What are lossy and lossless file types for audio files?
Have students complete the Lossy vs Lossless Guided Notes during/after this discussion while the information is fresh in their minds.
Standards to emphasize during the discussion
DAT-1.D.1 Data compression can reduce the size (number of bits) of transmitted or stored data.
DAT-1.D.2 Fewer bits does not necessarily mean less information.
DAT-1.D.3 The amount of size reduction from compression depends on both the amount of redundancy in the original data representation and the compression algorithm applied.
DAT-1.D.4 Lossless data compression algorithms can usually reduce the number of bits stored or transmitted while guaranteeing complete reconstruction of the original data.
DAT-1.D.5 Lossy data compression algorithms can significantly reduce the number of bits stored or transmitted but only allow reconstruction of an approximation of the original data.
DAT-1.D.6 Lossy data compression algorithms can usually reduce the number of bits stored or transmitted more than lossless compression algorithms.
DAT-1.D.7 In situations where quality or ability to reconstruct the original is maximally important, lossless compression algorithms are typically chosen.
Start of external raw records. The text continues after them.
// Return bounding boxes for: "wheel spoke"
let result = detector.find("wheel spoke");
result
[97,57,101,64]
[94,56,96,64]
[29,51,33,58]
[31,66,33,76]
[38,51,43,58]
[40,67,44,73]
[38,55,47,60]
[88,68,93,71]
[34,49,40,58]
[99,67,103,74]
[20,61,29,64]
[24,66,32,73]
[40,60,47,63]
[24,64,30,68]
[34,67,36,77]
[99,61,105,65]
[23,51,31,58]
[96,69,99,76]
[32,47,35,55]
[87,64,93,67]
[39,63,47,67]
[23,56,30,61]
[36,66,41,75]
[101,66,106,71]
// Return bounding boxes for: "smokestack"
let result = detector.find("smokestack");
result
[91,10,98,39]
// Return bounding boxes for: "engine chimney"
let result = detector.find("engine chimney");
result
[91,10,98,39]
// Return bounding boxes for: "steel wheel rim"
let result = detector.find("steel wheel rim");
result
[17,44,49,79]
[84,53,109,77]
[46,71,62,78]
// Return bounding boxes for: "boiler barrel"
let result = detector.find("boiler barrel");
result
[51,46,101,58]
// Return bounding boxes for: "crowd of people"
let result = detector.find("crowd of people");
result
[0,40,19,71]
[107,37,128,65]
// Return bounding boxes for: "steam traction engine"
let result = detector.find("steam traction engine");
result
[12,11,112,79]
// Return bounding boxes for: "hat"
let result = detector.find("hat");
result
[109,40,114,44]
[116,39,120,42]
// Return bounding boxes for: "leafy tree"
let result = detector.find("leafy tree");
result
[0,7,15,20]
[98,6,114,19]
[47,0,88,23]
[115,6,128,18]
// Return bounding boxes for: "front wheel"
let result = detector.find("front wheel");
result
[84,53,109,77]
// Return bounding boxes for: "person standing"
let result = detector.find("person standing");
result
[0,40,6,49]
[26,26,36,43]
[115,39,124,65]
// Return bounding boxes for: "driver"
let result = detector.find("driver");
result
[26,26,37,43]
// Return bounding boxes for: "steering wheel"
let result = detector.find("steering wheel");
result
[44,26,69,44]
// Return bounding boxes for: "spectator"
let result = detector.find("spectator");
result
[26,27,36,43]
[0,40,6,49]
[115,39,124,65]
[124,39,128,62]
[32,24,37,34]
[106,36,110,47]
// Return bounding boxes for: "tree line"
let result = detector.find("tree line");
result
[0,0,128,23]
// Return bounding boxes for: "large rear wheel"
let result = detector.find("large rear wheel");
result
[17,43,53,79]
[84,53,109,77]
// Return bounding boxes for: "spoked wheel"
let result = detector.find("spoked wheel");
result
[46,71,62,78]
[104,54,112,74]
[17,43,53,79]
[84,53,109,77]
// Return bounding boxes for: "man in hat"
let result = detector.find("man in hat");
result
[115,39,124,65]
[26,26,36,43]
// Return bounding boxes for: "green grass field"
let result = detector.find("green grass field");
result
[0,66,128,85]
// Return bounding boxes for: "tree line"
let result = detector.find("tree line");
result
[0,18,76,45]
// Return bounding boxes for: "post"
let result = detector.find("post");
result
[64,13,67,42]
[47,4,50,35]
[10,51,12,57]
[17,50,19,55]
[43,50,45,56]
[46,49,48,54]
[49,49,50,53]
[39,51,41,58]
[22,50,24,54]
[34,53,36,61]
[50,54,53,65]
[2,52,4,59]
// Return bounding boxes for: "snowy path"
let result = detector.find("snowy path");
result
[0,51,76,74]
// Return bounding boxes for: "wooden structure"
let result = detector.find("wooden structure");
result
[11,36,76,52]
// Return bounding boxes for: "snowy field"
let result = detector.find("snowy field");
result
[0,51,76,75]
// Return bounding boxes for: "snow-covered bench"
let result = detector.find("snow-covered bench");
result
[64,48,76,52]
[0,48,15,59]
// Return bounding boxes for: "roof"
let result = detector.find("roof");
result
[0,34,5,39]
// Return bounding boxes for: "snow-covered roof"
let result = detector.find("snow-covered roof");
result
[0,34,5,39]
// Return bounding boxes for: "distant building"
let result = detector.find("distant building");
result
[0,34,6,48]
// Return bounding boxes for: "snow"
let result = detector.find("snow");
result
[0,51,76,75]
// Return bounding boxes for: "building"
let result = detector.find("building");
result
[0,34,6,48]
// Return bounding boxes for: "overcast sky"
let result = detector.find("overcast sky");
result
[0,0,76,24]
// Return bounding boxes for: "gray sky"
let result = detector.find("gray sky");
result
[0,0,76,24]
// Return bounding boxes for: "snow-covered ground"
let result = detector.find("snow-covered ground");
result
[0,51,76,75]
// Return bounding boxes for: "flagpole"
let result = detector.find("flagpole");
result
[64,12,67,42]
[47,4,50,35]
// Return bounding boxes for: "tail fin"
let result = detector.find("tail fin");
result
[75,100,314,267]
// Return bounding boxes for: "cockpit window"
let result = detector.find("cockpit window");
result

DAT-1.D.8 In situations where minimizing data size or transmission time is maximally important, lossy compression algorithms are typically chosen.
Optional extension: Have student groups develop additional scenarios and challenge the rest of the class to select the appropriate solution.
Activity 7.10.2 (55 minutes)
Text compression techniques
At the end of the previous activity, students were asked if they thought a text file should be compressed using a lossy or lossless compression. Text files are typically compressed using a lossless algorithm so that no data is lost. This activity is a deep dive into three types of text compression algorithms, keyword encoding, run-length encoding and Huffman encoding.
Introduce the concept of the compression ratio first. Ratio = compressed size / original size. I count the characters in the example phrases before and after we do a compression technique. Do the math. The closer the ratio is to 0, the more compressed the phrase is.
Keyword encoding: replace commonly used words or phrases with a single character
Run length encoding: Replace a repeated sequence with a flag character, the sequence and the number of repetitions.
Huffman encoding: A type of encoding that assigns a smaller binary value to frequently used characters and a higher binary value to less frequently used characters. Video link of example by eStudy on Youtube.com
Students work through several examples as we try out the different types of compression.
Here is the Huffman Encoding Template Activity.
Students are not required to know specific compression techniques for the exam.